Esigenza di libertà e onestà espressiva, ricerca sulla canzone d’autore e ovviamente talento: da tutto questo è nato lo splendido Neve e da tutto questo prende il volo Ridens. Che è l’opposto del suo predecessore ma, com’è ovvio dopo ciò che abbiamo detto sopra, ha con esso molto da spartire.
Neve il disco dell’azione e dell’amore buono, spigoloso ma non troppo nel suo rock geometrico e inquietamente radioheadiano. Ridens il disco dell’arresa, dell’Amore cattivo, del suono quasi sempre attutito ma capace di penetrare visceralmente: l’apertura di Neve contraddice Wake Up («Oggi chi ha il coraggio di attraversare / il futuro freddo») e tra chitarre solitarie e dilatate deflagrazioni di lamiere abbozza un tentativo riuscito di folk post-industriale; Michelangelo Antonioni di Caetano Veloso viene riletta come esempio già realizzato di nuova canzone d’autore.

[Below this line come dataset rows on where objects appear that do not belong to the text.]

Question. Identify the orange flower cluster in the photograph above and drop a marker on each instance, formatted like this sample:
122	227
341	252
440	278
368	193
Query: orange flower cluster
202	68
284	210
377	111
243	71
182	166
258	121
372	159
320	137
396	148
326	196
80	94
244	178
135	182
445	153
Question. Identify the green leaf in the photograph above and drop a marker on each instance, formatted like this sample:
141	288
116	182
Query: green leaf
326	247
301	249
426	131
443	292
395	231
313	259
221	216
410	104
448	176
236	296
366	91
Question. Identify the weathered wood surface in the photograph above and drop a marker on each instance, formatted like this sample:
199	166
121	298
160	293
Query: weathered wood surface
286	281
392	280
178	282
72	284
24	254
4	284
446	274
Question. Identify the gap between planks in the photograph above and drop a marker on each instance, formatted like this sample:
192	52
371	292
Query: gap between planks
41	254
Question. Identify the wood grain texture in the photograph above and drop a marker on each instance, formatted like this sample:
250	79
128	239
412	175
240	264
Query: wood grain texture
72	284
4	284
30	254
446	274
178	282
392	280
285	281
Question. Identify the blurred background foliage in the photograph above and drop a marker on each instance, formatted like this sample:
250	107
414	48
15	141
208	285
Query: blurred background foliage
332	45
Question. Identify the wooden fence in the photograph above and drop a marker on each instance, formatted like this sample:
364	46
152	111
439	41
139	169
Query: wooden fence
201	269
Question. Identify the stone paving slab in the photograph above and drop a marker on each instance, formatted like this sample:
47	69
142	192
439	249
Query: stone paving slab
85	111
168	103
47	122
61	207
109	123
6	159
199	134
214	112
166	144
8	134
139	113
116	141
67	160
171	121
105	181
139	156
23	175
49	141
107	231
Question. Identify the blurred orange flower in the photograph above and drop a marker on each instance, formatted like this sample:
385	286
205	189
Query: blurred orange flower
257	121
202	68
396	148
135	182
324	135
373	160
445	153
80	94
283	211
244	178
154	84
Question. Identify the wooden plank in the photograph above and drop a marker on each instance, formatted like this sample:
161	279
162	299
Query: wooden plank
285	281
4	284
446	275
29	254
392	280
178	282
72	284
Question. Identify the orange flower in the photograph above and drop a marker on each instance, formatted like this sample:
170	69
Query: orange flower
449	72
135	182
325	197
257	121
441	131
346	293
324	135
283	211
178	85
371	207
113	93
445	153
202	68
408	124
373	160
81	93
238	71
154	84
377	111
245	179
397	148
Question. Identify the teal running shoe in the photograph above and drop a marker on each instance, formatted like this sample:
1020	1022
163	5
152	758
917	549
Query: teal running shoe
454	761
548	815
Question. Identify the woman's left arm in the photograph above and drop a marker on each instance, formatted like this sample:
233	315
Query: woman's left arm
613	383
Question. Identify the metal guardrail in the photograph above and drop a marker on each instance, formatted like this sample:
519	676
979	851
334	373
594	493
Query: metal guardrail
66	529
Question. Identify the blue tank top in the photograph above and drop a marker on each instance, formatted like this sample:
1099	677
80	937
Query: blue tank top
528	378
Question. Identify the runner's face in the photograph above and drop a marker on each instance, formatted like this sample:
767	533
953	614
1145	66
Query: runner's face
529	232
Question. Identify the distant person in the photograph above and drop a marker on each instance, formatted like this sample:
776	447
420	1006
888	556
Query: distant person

E poi crescendo lievi nelle dinamiche ma intensissimi all’ascolto (il piano, glockenspiel e poco altro della seconda parte di Trilogia del sorriso), improvvise botte sonore che rompono falsopiani ipnotici e giaculanti (il manrovescio jazz-rock che chiude Amore cattivo), capolavori passati che ritornano in nuova luce e nuove spoglie – come accade per il pop raffinato di Neve Ridens, erede diretto de Lamiarivoluzione virato in accenti black e labirintico impasto vocale (Parente-Agnelli-Goodmorningboy) oppure per Ascensore inferno piano terra, dove il jazz turbativo di Adam ha salvato Molly viene aggiornato all’ombra diabolica del Miles Davis cinematografico (strepitoso Enrico Gabrielli ai fiati).
Il tutto a delineare il profilo di un Marco Parente sempre più inedito rispetto al passato e concentrato su forme di comunicazioni quasi medianiche, che non raccontano ma evocano astrattamente, cercando l’anima dell’ascoltatore più che il cervello.

E’ complesso Ridens, l’abbiamo detto, ma è una complessità che appaga profondamente ed esalta. Difficile dire se sia quest’ultimo meglio di Neve o il contrario – noi propendiamo per un leggero vantaggio del secondo capitolo, maggiormente compiuto ed ancora più emozionante del suo predecessore. Certo è che il progetto nella sua totalità ci fa iscrivere Marco Parente con ancor più convinzione in quell’esigua schiera di cantautori italiani su cui è assai lecito sperare per il futuro. Del resto, già il presente ci sta dando enormi soddisfazioni. E sarebbe un peccato lasciare perdere tanta bellezza per un semplice timore di complessità.

Voto: 8.7
Brani migliori: Neve Ridens, Amore cattivo, Ascensore inferno piano terra.